I read an article recently by a prominent entrepreneur that bemoaned the negativity of the business media.
Far from feeling defensive, the piece struck a chord, coming at a time when there has been some laughably melodramatic reporting of the current economic climate (the Great Depression this is not). Certainly, there is some truth to claims that the media can get overly focused on things going wrong. It is also a criticism often levelled at the legal press and is not entirely without merit.
Still, there are a couple of caveats to state when assessing whether the legal press is too negative. Firstly, any publication worth its salt is going to be interested in what makes its subject tick, and things going wrong usually tell you a lot about how an organisation ticks. As such, it is our business to write about the reverses that law firms face and how they deal with them.
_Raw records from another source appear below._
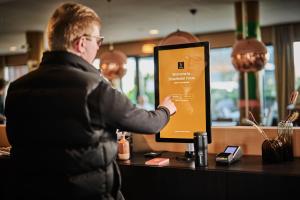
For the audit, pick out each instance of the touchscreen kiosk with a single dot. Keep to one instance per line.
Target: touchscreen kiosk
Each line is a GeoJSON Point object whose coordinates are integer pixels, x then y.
{"type": "Point", "coordinates": [182, 72]}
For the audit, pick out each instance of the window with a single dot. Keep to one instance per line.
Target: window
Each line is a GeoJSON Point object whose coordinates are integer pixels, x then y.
{"type": "Point", "coordinates": [297, 64]}
{"type": "Point", "coordinates": [138, 85]}
{"type": "Point", "coordinates": [128, 83]}
{"type": "Point", "coordinates": [224, 87]}
{"type": "Point", "coordinates": [146, 97]}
Likewise, anyone can write a commentary or analysis that ducks the sensitive issues. It’s often our job to make criticisms and draw unflattering conclusions based on the facts as we see them, though obviously such criticisms should be balanced and well-argued. Over-hyped calamity is as useless to comprehension as over-sold victory. We should also be open to debate critical comments t o assess if we have missed relevant facts or simply called it wrong.
However, the longer that I cover business, the more I find myself interested in when things go right and, crucially, why they went right. A US colleague recently described this balancing act more eloquently when he was questioned about the US legal press’s supposed negativity. He observed: “We make a conscious effort to cover both sides of the situation. We write about virtuoso performances and virtuoso disasters.”
Putting that in a domestic context, I sometimes think of Legal Week in terms of that old slogan for the Yellow Pages: “We’re not just there for the nasty things in life.”
But here’s the thing about success: while failure tends to be quick, disruptive and easy to spot, success is often a complex, well-disguised creature. Identifying success requires a healthy dialogue between us and our subjects, particularly given law firms’ propensity to articulate their activities in the language of unalloyed corporate guff.
Despite Legal Week being increasingly explicit about its desire to bring a more rigorous and less sensationalist style to the industry it covers, I’m not sure that our basic interest in the success stories has been understood. But if you’re not telling us about those victories beyond issuing jargon-heavy press releases, inevitably we will find out about them less often.